Pour leur documentaire Désobéissant.e.s ! les réalisatrices Adèle Flaux et Alizée Chiappini ont suivi durant 18 mois des activistes du mouvement climat dans leur combat quotidien pour réduire les émissions de CO2. Mus par la conscience de l’urgence climatique et un sens aigu des responsabilités individuelle et collective, ces militants parisiens âgés pour la plupart de moins de 30 ans et issus de diverses organisations environnementales (Alternatiba, ANV COP21, Les amis de la Terre, Notre affaire à tous…), unissent leurs forces et s’activent sans relâche en multipliant les actions.
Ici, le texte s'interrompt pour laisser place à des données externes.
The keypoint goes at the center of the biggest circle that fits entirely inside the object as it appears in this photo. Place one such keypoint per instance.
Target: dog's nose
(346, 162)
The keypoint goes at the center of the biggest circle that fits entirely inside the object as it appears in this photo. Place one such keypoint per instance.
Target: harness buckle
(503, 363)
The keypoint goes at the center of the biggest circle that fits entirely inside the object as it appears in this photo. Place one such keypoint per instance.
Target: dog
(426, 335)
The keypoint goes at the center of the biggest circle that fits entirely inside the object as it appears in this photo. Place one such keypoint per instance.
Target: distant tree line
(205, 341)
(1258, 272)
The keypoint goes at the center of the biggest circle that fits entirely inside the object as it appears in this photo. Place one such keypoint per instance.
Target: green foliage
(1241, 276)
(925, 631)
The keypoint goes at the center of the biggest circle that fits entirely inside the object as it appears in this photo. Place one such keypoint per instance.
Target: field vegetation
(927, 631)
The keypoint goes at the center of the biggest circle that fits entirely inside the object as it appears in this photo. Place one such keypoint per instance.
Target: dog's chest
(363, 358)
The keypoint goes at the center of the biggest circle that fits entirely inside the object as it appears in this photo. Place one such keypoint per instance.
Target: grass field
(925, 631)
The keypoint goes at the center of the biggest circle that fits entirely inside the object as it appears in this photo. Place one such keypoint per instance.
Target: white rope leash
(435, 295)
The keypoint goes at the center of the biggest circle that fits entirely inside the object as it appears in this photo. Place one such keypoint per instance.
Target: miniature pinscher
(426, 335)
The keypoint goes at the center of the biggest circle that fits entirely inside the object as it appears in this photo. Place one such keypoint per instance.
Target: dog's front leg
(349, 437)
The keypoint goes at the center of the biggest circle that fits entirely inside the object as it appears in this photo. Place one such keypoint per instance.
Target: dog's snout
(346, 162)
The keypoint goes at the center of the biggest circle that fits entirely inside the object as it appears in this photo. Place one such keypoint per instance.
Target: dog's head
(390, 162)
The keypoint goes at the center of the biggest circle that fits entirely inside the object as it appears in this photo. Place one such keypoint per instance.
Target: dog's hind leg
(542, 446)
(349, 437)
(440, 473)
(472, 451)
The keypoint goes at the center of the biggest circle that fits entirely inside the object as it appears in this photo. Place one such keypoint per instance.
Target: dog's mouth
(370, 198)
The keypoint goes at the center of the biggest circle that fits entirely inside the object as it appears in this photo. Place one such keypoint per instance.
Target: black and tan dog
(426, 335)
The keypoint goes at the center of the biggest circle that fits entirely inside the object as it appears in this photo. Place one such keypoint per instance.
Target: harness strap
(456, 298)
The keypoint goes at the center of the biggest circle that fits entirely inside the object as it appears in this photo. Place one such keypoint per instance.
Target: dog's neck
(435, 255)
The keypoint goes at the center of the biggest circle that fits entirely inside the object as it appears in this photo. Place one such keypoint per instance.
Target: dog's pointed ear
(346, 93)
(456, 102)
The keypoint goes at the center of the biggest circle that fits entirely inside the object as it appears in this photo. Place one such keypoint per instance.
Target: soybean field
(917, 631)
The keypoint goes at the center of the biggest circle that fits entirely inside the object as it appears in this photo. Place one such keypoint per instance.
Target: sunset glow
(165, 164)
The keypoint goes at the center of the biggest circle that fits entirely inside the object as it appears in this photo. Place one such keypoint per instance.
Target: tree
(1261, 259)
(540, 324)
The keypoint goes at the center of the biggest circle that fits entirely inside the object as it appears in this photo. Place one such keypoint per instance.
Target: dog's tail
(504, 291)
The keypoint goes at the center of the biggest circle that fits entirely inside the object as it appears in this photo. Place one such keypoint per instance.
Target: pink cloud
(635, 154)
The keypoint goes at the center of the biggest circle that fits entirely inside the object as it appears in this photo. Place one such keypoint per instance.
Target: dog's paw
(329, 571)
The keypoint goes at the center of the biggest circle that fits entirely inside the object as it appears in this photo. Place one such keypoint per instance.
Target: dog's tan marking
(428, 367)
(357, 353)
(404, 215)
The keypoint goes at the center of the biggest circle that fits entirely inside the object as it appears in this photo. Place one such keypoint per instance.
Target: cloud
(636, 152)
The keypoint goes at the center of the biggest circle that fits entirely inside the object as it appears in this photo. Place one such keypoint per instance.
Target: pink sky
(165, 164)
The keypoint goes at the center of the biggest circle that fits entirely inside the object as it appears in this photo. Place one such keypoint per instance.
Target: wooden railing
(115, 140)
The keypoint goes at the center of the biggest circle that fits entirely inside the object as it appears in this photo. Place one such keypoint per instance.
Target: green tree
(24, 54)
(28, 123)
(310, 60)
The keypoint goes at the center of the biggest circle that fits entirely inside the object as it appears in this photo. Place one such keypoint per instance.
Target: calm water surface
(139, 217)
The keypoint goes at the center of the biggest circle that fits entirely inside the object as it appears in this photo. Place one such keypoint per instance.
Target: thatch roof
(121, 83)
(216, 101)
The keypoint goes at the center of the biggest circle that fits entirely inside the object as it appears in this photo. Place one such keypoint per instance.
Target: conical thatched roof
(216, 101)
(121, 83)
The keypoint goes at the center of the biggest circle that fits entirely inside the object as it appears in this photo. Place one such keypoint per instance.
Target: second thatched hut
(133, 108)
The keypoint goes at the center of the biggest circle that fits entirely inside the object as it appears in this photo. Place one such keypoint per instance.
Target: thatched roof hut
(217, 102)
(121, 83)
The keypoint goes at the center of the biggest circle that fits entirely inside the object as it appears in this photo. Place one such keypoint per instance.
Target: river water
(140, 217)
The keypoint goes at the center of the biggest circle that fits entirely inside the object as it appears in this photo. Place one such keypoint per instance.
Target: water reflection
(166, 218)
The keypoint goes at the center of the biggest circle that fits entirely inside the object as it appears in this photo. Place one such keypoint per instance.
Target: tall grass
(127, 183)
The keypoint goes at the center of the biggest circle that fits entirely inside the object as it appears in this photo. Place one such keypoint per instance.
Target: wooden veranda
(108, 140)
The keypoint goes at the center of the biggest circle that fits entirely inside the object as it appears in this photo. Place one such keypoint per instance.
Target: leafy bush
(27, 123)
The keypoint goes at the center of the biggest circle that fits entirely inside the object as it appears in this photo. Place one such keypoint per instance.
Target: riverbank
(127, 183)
De la création du lieu militant La Base à l’organisation de la marche du siècle en passant par des actions de désobéissance civile en France et à l’étranger, ils ne délaissent aucune tactique militante pourvue qu’elle soit efficace. Adèle Flaux nous raconte.
Quel a été le point de départ de ce documentaire ?
Ça faisait un moment qu’on voyait émerger de nouvelles formes d’activisme politique, notamment le mouvement climat. On avait très envie de faire un film sur ce sujet, du côté de ces jeunes qu’on voyait avec des chasubles jaunes dans les marches pour le climat. On ne savait pas bien qui ils étaient, comment ils s’organisaient et puis il y a eu l’ouverture de La Base. Quand ce lieu a ouvert, qu’on a su qu’il réunissait plusieurs organisations : Alternatiba, ANV COP 21, Partager c’est sympa…. on s’est dit qu’il se passait quelque chose d’important et on a donc pris contact avec eux pour suivre leur aventure.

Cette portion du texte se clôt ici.